If our roses are to survive the summer, we need to set them up to be strong and healthy in the spring. Follow these simple tips, and enjoy your spring blooms!
FEED: Schedule a program of organic and water-soluble mixtures:
• Be sure to water your roses thoroughly the night before you fertilize them.
• This week: Use an organic fertilizer or homemade compost—about a cup per bush.
• In two weeks: Fertilize with a balanced water-soluble fertilizer like Peters or Miracle Grow; follow package directions.
• Once a month, apply a dose of fish emulsion to help get the microorganisms going.
• Continue every two weeks with the water soluble fertilizer.
WATER: If daytime temperatures are in the 70s, water each ground-planted rose every five to six days, and potted roses every three days.
• When temperatures are in the 80s, water every four to five days, and potted roses every two days. (These are suggested intervals based on 10 to 15 gallons of water per watering.) Water more frequently when we have a series of days with highs in the 90s, like we often do.

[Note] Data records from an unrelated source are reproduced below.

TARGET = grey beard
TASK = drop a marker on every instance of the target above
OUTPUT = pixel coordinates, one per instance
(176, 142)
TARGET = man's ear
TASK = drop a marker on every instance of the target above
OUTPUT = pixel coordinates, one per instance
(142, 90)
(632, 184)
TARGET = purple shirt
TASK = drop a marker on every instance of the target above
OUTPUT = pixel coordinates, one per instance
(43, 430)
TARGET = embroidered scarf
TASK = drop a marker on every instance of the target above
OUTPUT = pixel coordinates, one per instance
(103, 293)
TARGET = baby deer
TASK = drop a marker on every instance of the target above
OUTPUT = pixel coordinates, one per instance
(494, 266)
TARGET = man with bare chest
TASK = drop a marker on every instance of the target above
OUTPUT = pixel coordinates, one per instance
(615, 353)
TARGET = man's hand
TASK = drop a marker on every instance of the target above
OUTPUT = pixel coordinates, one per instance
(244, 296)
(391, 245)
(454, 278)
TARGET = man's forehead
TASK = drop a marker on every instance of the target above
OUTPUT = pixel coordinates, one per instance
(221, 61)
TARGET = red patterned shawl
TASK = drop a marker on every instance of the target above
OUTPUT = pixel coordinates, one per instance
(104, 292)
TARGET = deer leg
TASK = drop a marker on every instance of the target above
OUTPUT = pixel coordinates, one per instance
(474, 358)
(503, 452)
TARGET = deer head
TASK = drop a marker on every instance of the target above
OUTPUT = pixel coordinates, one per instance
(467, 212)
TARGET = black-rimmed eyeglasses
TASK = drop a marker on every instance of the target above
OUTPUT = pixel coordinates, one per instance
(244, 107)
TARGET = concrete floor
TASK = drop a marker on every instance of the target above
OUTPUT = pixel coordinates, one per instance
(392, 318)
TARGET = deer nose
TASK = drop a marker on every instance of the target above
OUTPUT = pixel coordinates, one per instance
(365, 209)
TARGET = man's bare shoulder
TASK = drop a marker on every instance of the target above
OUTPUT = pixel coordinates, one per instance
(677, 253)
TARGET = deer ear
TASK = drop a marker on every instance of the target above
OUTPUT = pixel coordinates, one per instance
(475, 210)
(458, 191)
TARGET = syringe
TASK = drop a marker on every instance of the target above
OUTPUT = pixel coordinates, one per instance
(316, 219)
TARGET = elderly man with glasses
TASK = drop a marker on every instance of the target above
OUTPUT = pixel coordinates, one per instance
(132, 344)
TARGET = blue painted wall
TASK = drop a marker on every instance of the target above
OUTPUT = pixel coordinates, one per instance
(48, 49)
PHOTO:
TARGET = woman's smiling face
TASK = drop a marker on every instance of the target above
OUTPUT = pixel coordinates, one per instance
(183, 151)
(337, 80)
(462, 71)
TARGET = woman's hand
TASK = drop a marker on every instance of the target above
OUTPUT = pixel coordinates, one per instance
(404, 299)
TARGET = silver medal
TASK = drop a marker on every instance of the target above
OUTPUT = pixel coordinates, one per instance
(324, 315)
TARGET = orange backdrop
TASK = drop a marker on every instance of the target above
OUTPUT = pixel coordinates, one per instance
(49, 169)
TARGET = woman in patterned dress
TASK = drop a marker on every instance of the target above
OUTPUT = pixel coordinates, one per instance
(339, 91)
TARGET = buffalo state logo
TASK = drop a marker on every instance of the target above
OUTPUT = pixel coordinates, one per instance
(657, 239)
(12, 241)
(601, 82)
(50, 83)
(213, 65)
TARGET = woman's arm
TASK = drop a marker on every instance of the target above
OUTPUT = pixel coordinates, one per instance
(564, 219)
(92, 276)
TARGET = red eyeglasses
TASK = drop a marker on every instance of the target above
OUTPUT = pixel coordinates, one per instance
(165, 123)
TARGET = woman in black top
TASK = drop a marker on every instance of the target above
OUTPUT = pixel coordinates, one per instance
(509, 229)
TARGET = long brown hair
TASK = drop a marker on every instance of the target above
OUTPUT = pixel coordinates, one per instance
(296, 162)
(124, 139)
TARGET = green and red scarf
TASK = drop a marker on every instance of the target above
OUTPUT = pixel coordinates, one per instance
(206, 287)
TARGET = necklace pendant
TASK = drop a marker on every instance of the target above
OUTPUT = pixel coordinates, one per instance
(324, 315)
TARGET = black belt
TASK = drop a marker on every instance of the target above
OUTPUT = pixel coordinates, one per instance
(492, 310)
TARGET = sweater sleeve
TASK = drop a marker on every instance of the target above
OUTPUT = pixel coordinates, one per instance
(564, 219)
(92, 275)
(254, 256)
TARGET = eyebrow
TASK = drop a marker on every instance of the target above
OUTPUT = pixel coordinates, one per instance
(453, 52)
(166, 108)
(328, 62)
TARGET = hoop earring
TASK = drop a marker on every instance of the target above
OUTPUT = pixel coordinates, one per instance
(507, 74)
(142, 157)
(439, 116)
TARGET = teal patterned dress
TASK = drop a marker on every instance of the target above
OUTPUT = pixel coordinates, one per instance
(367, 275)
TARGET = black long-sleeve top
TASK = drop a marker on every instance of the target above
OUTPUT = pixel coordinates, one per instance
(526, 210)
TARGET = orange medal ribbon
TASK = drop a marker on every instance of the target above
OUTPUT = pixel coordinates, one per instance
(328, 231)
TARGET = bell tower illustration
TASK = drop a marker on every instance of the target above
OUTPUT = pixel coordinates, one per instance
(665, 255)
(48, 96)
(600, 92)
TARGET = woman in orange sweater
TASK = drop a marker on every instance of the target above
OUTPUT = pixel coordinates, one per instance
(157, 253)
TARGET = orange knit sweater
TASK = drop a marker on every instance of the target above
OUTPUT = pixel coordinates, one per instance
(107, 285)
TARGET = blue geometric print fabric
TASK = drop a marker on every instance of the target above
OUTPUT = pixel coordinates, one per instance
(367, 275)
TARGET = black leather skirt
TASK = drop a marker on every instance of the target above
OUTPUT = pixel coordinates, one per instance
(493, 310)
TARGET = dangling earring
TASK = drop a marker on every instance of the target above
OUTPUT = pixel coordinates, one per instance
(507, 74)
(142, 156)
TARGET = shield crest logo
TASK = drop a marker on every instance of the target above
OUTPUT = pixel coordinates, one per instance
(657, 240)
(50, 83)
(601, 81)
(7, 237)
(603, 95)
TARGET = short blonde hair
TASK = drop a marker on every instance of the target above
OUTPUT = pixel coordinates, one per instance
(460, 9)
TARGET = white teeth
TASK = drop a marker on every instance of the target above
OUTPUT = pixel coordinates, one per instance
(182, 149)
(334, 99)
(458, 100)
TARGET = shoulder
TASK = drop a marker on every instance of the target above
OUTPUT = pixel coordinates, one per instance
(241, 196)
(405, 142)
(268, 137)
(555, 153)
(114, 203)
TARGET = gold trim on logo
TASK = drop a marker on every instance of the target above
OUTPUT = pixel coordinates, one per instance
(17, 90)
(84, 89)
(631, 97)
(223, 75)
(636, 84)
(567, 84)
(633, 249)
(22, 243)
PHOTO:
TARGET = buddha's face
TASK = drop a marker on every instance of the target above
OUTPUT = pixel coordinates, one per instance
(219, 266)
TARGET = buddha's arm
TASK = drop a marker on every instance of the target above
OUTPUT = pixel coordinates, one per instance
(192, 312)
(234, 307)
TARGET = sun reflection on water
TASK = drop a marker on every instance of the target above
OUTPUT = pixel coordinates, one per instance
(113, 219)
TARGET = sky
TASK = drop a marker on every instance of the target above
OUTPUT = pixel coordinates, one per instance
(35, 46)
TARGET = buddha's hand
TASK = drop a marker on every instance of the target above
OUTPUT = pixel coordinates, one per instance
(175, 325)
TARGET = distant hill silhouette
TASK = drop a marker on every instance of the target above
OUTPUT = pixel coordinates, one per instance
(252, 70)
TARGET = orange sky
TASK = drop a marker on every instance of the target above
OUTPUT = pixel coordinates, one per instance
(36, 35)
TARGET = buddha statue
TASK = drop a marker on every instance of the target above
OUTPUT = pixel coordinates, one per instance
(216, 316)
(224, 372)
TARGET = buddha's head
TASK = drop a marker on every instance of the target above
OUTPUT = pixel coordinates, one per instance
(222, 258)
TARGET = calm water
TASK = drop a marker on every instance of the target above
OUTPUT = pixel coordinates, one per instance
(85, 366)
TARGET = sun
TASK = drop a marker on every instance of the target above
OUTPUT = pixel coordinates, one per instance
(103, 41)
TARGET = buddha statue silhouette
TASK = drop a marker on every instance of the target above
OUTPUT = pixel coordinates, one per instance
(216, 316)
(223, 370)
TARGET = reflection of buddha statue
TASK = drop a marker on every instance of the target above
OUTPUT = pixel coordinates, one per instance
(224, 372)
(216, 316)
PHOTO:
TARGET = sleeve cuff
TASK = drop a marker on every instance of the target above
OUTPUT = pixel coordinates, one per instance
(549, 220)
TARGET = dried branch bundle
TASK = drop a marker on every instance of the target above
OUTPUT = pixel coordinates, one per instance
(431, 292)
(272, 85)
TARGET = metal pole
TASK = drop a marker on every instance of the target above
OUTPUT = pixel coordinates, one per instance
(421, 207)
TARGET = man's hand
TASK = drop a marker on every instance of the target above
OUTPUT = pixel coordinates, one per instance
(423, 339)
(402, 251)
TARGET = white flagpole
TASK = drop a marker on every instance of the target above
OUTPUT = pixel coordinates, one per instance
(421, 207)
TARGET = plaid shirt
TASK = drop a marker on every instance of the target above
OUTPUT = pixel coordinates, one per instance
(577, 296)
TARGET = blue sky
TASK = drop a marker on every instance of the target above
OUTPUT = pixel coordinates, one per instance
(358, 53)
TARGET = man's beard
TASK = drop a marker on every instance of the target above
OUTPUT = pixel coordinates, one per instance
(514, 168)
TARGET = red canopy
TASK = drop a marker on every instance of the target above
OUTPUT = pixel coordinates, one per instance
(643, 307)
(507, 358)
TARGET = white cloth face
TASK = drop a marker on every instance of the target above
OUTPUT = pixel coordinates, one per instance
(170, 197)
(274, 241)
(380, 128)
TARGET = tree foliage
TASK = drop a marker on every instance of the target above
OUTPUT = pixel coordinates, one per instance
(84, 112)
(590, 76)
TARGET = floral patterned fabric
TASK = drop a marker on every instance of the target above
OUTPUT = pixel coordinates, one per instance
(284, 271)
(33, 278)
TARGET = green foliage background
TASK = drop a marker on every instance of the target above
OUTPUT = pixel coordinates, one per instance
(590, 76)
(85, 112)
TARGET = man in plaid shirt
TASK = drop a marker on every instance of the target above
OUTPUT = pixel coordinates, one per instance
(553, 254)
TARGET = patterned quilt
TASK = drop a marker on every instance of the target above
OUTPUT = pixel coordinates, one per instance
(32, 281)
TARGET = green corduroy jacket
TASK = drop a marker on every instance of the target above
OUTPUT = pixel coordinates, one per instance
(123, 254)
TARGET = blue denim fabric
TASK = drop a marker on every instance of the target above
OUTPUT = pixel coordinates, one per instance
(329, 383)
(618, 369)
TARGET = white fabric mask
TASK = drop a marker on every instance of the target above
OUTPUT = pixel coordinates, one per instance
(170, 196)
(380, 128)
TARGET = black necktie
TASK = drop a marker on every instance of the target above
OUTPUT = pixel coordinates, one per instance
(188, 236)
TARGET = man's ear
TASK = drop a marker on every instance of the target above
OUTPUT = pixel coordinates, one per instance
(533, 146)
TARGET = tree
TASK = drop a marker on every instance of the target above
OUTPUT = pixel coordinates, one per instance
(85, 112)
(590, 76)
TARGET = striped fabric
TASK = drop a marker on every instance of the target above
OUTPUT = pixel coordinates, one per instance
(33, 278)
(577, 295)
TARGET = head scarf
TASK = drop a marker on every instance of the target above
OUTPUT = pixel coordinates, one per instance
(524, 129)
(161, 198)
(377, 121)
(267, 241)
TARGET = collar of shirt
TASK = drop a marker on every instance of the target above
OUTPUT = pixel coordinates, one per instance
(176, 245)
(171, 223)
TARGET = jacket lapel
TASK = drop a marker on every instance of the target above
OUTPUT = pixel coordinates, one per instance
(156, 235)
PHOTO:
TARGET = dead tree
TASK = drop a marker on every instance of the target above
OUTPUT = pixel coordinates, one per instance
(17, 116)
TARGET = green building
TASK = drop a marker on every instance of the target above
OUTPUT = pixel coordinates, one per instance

MULCH: Lay a 2-to-3-inch layer of bark mulch to keep soil from drying out in the hot days ahead.
PESTS: During the spring, the main rose ailments are aphids and mildew. Spraying your roses with the jet setting on your hose nozzle a couple of times per week will help reduce the aphid population. If a colony has gotten started, use Bayer rose spray or Safer insecticide once a week per bottle instructions to wipe them out.
• Mildew can be kept in check by using a good fungicide. It is best to use fungicide as a preventative on a weekly basis, rather than waiting for the problem to show up. It’s harder to prevent damage once it’s started.
When the weather gets warmer, the dreaded thrip will appear. Thrips attack rose blooms and turn them brown. A simple way to keep them under control is to get a small plastic spray bottle with your favorite rose spray, and spray the buds directly as they are starting to open. Do this once a week, at least.